A Journey Through Fastbook (AJTFB) - Chapter 2: Doing Deep Learning

fastai
fastbook
The second in a weekly-ish series where I revisit the fast.ai book, "Deep Learning for Coders with fastai & PyTorch", and provide commentary on the bits that jumped out to me chapter by chapter. So without further adieu, let’s go!
Author

Wayde Gilliam

Published

November 16, 2020

import PIL

from fastai.data.all import *
from fastai.vision.all import *

Other posts in this series:

A Journey Through Fastbook (AJTFB) - Chapter 1
A Journey Through Fastbook (AJTFB) - Chapter 3
A Journey Through Fastbook (AJTFB) - Chapter 4
A Journey Through Fastbook (AJTFB) - Chapter 5
A Journey Through Fastbook (AJTFB) - Chapter 6a
A Journey Through Fastbook (AJTFB) - Chapter 6b
A Journey Through Fastbook (AJTFB) - Chapter 7
A Journey Through Fastbook (AJTFB) - Chapter 8
A Journey Through Fastbook (AJTFB) - Chapter 9

Starting Your Project

Things to think about when deciding on project feasibility

“When selecting a project, the most important consideration is data availability.” If you don’t have enough quality data … good luck :)

Tip

Consider that data augmentation can alleviate both the need for more manual labelling and also protect you from problems with out-of-domain data (e.g. when unexpected image types arise in the data when the model is being used in production) by synthetically creating more data likely to be seen that may not be in your dataset as is.

Note

“… iterate from end to end in your project; don’t spend months fine-tuning your model, or polishing the perfect GUI, or labeling the perfect dataset”

This is good advice for any software project …fail early and fail often. If you don’t, you’re likely to only uncover critical problems much later than you would have before, and even worse, you’re likely to not produce anything at all! In the world of deep learning there are a number of tools, that while helpful, can really get you so bogged down that you never deploy something usable (e.g., experiment tracking tools, hyperparameter optimization libraries, etc…).

Also, remember that getting something in production is a different task from winning a kaggle competition, where the later may require use of some of those aforementioned tools and the ensembling of dozens of models. For production, something better than human is often good enough to get out there and through refactoring, improve.

The Drivetrain Approach

Four Steps

Step 1: Define your objective(s)

It’s amazing how in my 20+ years as a developer, how rare it is that a customer is able to clearly define what they want! In my experience, more than not, it is the developers that end up defining the goals. Not having a clear objective is likely to waste time, energy, and money to produce something that won’t even see the light of day. You can’t gauge the completion or quality of any software project without clear objective(s).

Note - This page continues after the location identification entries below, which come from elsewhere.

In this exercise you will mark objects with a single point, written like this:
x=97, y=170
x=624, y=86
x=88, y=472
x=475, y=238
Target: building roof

Ex.1: Show most relevant search results.
Ex.2: Drive additional sales by recommending to customers items to purchase they otherwise wouldn’t

Step 2: What actions can you take to achieve those objective(s)?

What things can make your goals a reality. Pretty simple.

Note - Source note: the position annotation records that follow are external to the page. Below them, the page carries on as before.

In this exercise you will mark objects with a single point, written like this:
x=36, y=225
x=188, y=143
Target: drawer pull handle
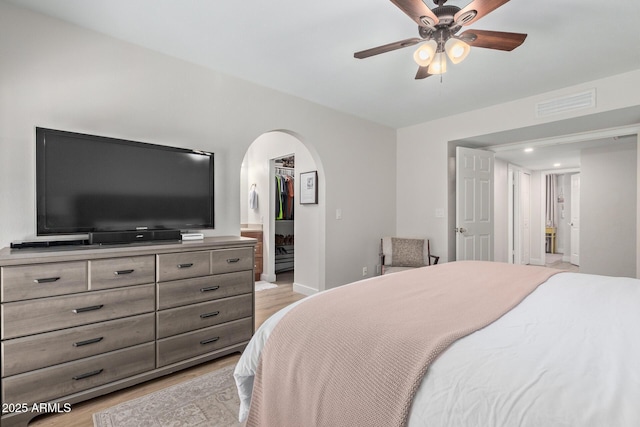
x=87, y=342
x=122, y=272
x=85, y=309
x=88, y=374
x=47, y=280
x=206, y=315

Ex.1: Ranking the search results will help show the most relevants ones first.
Ex.2: Ranking the recommendations will help.

Step 3: What data is needed to take those actions?

If you don’t have the data, you’ll need to get it … because the data pulls the levers which get you closer to your objective(s).

Ex.1: Seeing what how pages linked to other pages.
Ex.2: Collecting data on what customers purchased, what was recommended, and what they did with that info.

Step 4: Build models

Only once you have the data and know what actions you want to be able to take based on the information within it, do you being modeling … first, defining what models you can even build with that data and second, what data you need to collect for models you can’t.

Ex.1: A model that takes the page relation data and predicts a ranking given a query.
Ex.2: Two models that predict the purchasing proabilities conditional on seeing or not seeing a recommendation.

How to Avoid Disaster

Important

Your model is only as good as the data it was trained on

Two problems to watch out for:

  1. out-of-domain data: “data that our model sees in production that is very different to what it saw during training.
  2. domain shift: “whereby the type of data that our model sees changes over time.”

Mitigation steps:

“Where possible, the first step is to use an entirely manual process with your model running in parallel and not being used to directly drive any actions.”

“The second step is to try and limit the scope of the model.”

“The third step is to gradually increase the scope of your rollout.”

Tip

“Try to think about all the ways in which your system could go wrong, and then think about what measure or report or picture could reflect that problem, and ensure that your regular reporting includes that information.”

Note

Defining good validation and tests sets are part of the solution. See my “How to create good validation and test sets” for more details.

Getting help

A few of ways …

# method signature only
download_images?
# full source of method
download_images??
# get link to fastai docs
doc(download_images)

You can also use pdb.set_trace (in code) or %debug(in a new cell following the one with the error) to step through your code. I use the former all the time … its a great way to debug and also learn what the code is doing and why. For example, I use it to look at the shape of things as the travel through and out of different layers in my NNs.

import pdb
def div_by_zero():
  pdb.set_trace()
  x = 1/0
  print('here')

# uncomment this to see what I'm talking about ...
# div_by_zero()

Getting and cleaning your images

  1. Use download_images listed as URLs in a text file urls to download the actual images locally.
  2. Get the file path to the images via get_image_files in an L object.
  3. Get rid of the corrupt images using verify_images and Path.unlink.
path = Path('bears/grizzly')
download_images(path, urls=image_urls.txt)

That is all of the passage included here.